Why is that a big deal? It’s hard to say, if you don’t teach people or aren’t a VERY keen observer of your own practice. You can TELL when a student (or when you yourself) check out of a pose, when you do it on auto-pilot. This isn’t at all the same as easy pose versus hard pose. Sure, hard poses wake us up and demand high attentiveness. No, it’s different. I see students check out in warrior poses all the time. The bodies actually SAY “la la la, raise hands, knee bent, la la la”, they practically SHOUT it across the room at me and I go over there and increase lunges and TURN ON that psoas stretch. People check out on their ujjayi. Flexible people get tired in Primary and check out in Baddha K, in Upavistha. No! Wake up! Keep it alive! TL actually said to me, in a Janu, “Keep this foot alive.” Yeah, and that’s it. Keep it alive.

Utkatasana: we’ve had numerous discussions about this one. Apparently it’s a pose where I check out. That’s not what I thought I was doing, but TL’s case is that I take it too shallowly and need to crank it up for the warrior sequence; he asked me to think about it as a sumo wrestler placing each foot down, knee well bent, or Maori guys doing a haka. That’s Utkatasana! So I tried it on, rather than, as he put it “just making the shape that the tradition tells you is right,” and it does actually work; it changes the spirit of my Surya B’s.

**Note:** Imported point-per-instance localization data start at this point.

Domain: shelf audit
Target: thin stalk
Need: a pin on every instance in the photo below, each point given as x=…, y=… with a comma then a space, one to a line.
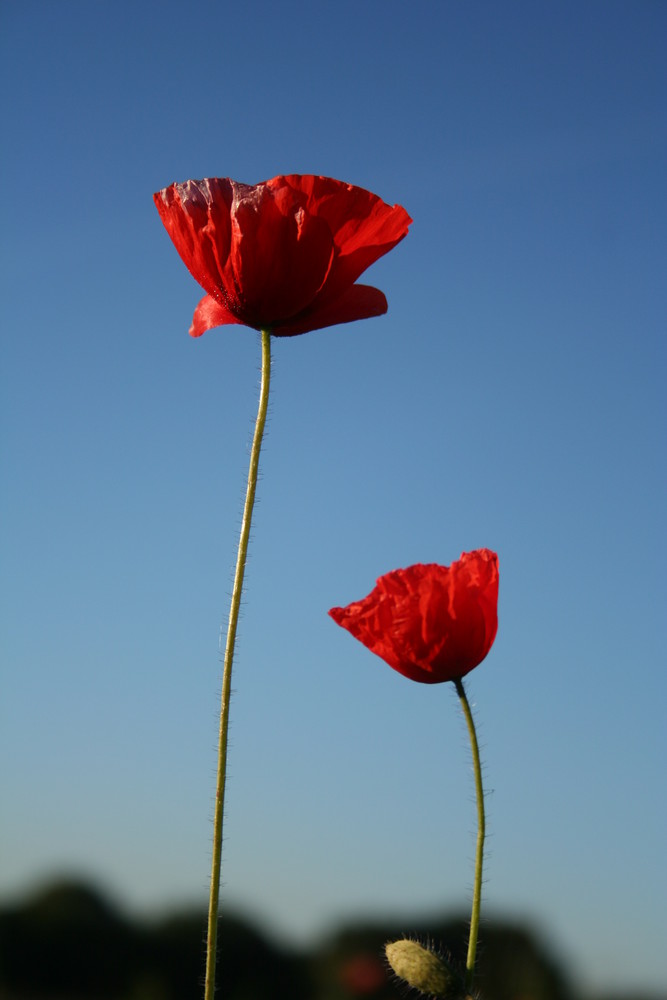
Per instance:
x=481, y=830
x=212, y=934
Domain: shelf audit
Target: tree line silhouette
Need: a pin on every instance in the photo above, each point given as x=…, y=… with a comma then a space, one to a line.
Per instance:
x=68, y=942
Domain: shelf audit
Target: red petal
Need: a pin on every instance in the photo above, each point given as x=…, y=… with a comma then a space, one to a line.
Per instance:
x=280, y=255
x=431, y=623
x=196, y=216
x=357, y=302
x=208, y=314
x=364, y=227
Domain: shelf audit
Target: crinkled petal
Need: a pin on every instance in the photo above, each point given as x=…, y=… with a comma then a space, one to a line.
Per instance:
x=364, y=227
x=431, y=623
x=280, y=256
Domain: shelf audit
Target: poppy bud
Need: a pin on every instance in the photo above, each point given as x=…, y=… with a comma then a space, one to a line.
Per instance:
x=424, y=970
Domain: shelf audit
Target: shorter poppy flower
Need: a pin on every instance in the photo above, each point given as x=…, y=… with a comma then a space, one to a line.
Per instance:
x=284, y=255
x=431, y=623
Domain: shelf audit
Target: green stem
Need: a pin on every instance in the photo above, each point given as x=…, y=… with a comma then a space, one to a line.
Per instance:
x=212, y=935
x=481, y=829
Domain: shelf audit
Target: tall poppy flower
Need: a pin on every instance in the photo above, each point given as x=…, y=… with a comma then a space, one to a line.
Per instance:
x=431, y=623
x=283, y=255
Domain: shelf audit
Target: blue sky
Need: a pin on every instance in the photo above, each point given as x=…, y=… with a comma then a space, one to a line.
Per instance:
x=513, y=397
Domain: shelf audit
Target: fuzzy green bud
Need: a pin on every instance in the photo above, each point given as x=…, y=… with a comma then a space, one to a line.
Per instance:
x=423, y=969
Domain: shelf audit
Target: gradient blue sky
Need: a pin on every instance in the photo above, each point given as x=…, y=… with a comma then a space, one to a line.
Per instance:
x=513, y=397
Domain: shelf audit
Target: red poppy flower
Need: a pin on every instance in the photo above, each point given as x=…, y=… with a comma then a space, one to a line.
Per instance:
x=283, y=255
x=431, y=623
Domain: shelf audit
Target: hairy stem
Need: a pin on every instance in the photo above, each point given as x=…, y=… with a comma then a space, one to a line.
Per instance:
x=481, y=830
x=212, y=934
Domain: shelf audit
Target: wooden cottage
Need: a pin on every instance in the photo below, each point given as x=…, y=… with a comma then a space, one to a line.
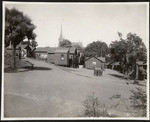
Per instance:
x=51, y=55
x=73, y=57
x=95, y=62
x=62, y=56
x=115, y=66
x=30, y=51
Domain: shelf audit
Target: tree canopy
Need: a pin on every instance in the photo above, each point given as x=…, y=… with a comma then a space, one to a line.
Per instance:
x=97, y=48
x=17, y=27
x=128, y=51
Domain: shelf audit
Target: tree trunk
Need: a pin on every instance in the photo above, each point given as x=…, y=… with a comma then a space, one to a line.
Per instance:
x=13, y=57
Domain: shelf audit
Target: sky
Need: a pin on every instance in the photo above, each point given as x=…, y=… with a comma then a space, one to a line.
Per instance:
x=85, y=22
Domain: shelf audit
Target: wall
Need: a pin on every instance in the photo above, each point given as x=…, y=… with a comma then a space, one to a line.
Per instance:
x=58, y=60
x=51, y=58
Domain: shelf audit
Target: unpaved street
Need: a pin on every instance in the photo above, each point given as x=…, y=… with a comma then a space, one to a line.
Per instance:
x=52, y=91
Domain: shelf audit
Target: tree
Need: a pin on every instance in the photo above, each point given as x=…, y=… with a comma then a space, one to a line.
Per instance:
x=65, y=43
x=128, y=51
x=97, y=48
x=17, y=27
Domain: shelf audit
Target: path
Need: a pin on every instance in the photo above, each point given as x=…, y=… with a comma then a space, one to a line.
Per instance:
x=53, y=91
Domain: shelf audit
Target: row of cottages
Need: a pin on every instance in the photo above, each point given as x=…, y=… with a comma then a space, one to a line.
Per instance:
x=59, y=56
x=95, y=62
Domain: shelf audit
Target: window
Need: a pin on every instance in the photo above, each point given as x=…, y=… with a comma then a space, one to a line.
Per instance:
x=93, y=63
x=62, y=57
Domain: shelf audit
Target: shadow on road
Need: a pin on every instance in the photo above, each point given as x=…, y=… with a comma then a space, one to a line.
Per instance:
x=118, y=76
x=38, y=68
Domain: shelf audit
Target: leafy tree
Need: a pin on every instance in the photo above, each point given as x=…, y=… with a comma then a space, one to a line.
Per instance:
x=17, y=27
x=128, y=51
x=34, y=43
x=97, y=48
x=65, y=43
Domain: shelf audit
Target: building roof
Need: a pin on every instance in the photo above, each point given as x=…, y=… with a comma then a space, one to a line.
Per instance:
x=102, y=59
x=72, y=50
x=62, y=50
x=141, y=63
x=51, y=50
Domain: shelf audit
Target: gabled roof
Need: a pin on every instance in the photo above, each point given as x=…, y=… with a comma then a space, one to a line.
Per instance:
x=102, y=59
x=72, y=50
x=62, y=50
x=51, y=50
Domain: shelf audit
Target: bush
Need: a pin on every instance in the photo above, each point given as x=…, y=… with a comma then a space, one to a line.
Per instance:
x=93, y=108
x=139, y=101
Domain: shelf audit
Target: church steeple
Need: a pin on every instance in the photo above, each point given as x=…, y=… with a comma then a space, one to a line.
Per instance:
x=61, y=36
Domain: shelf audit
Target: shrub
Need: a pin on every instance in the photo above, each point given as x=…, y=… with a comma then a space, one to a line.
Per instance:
x=93, y=107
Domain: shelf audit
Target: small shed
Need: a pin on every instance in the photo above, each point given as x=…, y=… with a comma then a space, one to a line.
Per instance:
x=95, y=62
x=73, y=57
x=51, y=55
x=62, y=56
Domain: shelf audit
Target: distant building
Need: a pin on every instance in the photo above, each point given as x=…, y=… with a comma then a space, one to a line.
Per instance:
x=73, y=57
x=95, y=62
x=61, y=38
x=51, y=55
x=62, y=56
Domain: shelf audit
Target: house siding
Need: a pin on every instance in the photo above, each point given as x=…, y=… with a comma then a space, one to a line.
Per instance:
x=58, y=60
x=51, y=58
x=89, y=64
x=41, y=55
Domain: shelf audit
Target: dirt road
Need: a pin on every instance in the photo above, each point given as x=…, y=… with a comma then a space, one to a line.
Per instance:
x=52, y=91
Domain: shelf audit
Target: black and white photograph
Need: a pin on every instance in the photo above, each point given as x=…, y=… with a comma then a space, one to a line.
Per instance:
x=75, y=60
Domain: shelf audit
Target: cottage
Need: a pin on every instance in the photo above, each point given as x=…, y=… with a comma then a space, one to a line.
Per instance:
x=73, y=57
x=30, y=51
x=51, y=55
x=62, y=56
x=115, y=66
x=94, y=62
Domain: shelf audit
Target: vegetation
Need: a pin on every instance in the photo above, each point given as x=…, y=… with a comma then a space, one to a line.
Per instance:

I think that TL’s often hostile-seeming approach to tradition isn’t to the tradition ITSELF but to the tendency to sleep in it. The potential for sleep, for not “seeing all the groovy shit that’s around.”

Pirsig would put it this way: abandon Platonic “forms,” because it’s not the ideal you want, it’s the Good, and since we know that Plato nipped “The Good” from the Pre-Socratics, what we ACTUALLY want in practice is the QUALITY. If this is a practice that brings you to the present, that wakes you up to the moment, then it is in a way IMMORAL to check out while you’re doing it. That’s what bad mechanics do; they don’t CARE about their work, they aren’t UNIFIED with it, and they do it ROTE and then they screw up your motorcycle.

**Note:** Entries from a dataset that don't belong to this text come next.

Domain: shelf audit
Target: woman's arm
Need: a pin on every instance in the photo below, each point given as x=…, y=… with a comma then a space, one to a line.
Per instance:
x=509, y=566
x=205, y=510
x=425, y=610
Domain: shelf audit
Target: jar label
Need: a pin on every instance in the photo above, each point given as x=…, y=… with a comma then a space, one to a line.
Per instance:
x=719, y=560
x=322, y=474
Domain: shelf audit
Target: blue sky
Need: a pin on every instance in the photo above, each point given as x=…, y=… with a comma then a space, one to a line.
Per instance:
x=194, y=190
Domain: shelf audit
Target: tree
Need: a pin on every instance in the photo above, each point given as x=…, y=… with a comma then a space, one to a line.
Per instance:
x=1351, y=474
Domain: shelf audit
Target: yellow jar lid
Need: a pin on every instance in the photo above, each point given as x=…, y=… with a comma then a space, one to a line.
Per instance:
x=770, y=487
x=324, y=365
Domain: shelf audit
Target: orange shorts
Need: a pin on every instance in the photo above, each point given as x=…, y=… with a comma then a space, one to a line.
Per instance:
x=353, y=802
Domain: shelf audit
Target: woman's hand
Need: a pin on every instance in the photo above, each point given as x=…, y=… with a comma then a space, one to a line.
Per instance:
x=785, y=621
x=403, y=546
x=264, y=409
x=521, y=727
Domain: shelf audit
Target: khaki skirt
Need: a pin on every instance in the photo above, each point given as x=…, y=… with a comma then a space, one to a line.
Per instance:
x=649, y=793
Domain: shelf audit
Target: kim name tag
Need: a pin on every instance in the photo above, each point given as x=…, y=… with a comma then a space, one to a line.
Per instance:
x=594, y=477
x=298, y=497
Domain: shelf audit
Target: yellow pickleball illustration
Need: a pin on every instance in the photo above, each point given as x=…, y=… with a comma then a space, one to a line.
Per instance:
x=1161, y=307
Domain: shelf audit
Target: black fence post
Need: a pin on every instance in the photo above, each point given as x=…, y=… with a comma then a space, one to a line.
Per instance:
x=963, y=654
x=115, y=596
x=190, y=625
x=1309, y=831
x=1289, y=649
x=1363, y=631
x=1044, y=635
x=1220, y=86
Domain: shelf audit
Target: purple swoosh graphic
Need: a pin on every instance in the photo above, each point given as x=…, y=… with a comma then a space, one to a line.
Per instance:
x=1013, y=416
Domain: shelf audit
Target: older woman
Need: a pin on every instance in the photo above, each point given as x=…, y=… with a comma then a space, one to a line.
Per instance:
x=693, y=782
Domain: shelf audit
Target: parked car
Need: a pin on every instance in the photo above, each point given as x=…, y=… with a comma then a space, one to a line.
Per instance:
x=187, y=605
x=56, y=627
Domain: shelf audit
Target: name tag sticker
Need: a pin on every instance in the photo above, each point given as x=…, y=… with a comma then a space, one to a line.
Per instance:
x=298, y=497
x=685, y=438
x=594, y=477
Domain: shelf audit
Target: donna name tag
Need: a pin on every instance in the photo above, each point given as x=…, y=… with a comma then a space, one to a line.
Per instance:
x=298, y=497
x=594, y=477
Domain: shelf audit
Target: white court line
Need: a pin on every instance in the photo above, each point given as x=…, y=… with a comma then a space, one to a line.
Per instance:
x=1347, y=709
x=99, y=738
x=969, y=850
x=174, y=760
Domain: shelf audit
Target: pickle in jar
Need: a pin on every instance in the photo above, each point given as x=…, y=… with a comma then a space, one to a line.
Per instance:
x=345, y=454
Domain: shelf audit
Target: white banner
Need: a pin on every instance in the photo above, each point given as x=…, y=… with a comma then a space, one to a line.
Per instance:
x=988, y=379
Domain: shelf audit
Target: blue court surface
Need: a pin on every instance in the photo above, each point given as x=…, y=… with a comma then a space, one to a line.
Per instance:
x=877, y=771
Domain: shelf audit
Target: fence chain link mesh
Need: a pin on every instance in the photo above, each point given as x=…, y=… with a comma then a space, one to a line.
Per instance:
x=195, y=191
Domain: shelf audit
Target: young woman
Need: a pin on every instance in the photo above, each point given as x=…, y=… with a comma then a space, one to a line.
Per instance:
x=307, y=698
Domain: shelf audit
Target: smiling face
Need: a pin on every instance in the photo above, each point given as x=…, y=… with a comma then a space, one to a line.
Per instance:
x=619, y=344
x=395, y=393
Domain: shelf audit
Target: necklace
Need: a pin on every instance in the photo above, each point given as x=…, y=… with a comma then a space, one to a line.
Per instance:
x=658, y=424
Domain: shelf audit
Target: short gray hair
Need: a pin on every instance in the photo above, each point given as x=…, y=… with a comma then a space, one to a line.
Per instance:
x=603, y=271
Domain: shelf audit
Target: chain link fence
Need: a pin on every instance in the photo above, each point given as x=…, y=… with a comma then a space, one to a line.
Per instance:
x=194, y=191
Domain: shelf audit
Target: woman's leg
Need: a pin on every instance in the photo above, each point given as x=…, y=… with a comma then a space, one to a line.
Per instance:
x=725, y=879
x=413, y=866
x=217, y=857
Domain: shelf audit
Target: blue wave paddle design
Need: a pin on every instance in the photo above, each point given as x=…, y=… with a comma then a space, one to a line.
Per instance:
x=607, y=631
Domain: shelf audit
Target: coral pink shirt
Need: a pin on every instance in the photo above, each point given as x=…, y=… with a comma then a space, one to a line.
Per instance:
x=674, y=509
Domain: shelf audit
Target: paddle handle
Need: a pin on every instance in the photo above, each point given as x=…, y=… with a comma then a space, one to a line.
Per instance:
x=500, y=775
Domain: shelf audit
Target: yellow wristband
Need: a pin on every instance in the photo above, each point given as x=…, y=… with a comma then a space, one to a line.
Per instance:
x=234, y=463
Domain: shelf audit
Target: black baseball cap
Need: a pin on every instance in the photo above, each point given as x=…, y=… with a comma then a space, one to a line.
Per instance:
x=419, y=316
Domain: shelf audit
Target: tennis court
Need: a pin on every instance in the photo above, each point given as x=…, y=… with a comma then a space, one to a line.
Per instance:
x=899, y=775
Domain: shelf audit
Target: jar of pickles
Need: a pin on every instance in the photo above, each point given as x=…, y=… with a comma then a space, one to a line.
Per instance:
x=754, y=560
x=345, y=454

Sure, can you feel unified by doing what the authorities say? Make the shape, breathe, move; it works. I’ve done it. It does.

But not in this room; that sort of thing shouts and then it gets addressed. Keep it alive. How it FEELS over how it LOOKS. I keep telling students that. But as verbiage, it’s useless. “Feel it!” you say, and what do you EXPECT as an answer? No, you have to touch people, you have to say, “Feel THIS.”

It takes a hell of a lot of concentration to keep a set sequence alive, unless of course one is alive constantly, one is in a PRACTICE of being alive, which Pirsig would call a practice of living with Quality. I like that.

TL said, “do some handstands after backbends, before Paschimottanasana.” I did three successfully; one was up and quickly down feet-side, the second was up for a full five breaths and then began to fall over-head and I somehow painlessly rolled out of it, somersault style, and the third was up for maybe three breaths and began to go radically over-head, so I walked on my hands, pad, pad, then lost it totally to the right, and BANG!! down on ankle, hip, shoulder. That floor is wood and I took big steps, so I was full on the hard stuff. It was fucking LOUD; people inhaled in sympathy pain. But as is my habit from falling out of things, I popped up and acted cool and ok in an effort to CREATE cool and OK (which sounds silly, but really does work), and TL said, “I’m ok with that, if you are” I nodded and took my forward bend.

I don’t know that I’ll do those things wall-free tomorrow, but I think we’re going to do some ticking lessons before I leave here (why else the request to do post-backbend handstands?) so maybe I’ll try falling into a backbend rather than on my bones tomorrow. TL and Larry have this in common: they like courage, even if it fails. What Pirsig would call gumption. The ability and willingness to doubt our “can’ts” and “impossibles.” I’ve always had that. That’s why I started climbing 5.10 again six weeks after my ACL repair.